Sandra Vigue was a 33 year old patient of the CBC in the fall of 1979. She first visited the clinic in her third trimester in September, 1979. Vigue told CBC personnel that her last menstrual period was mid-December, 1978 which would have indicated an expected date of confinement (EDC) of mid or late September, 1979. The clinic initially noted her EDC as being late September or early October. A nurse later noted in the records that on September 19 the patient was approximately 35 weeks gestation, or 5 weeks before the due date. When the baby had not come after weekly visits to the clinic in October, a nurse simply placed a question mark next to Vigue's EDC. By this time (42 weeks), according to expert medical testimony the fetus comes at high risk because of post-maturity syndrome.
On October 21, 1979, Vigue began labor around 7:00 p.m.
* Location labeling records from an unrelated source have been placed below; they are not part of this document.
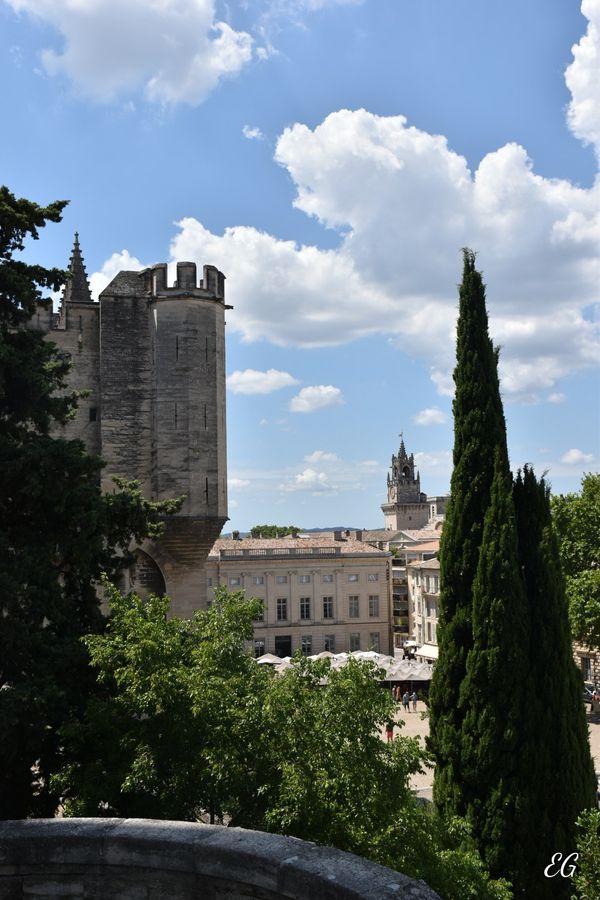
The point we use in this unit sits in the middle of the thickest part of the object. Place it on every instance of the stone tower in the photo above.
(152, 359)
(406, 506)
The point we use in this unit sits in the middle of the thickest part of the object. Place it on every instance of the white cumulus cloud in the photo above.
(175, 51)
(251, 381)
(308, 480)
(253, 134)
(583, 79)
(116, 263)
(372, 177)
(236, 484)
(575, 457)
(321, 456)
(431, 416)
(317, 397)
Around 8:30
p.m. a nurse noted the presence of a greenish substance being discharged in the vaginal area while performing an examination at Vigue's home. She noted in the patient records that it had the appearance of meconium. The nurse immediately telephoned respondent to report this finding. After a discussion, Whitney discounted the fluid as being cervical and not meconium. Meconium is, of course, an indication of fetal distress and that a membrane has prematurely ruptured. This in turn leads to a high-risk situation in terms of the delivery of the baby. Vigue remained at her home overnight and had no apparent progress in contractions.
At approximately 1:00 p.m. the next day (October 22) Whitney requested she come to the clinic. She did so and was evaluated by him at 4:00 p.m. Whitney noted the passing of copious malodorous meconium and asked "why" in the charts. He then sent her to a local hospital where she was admitted at 7:50
p.m. the same day. Upon examination by hospital personnel, they noted premature rupture of the membranes and a discharge of meconium. Before further tests could be run, Vigue's condition deteriorated and she was given an emergency cesarean section. A stillborn infant was delivered.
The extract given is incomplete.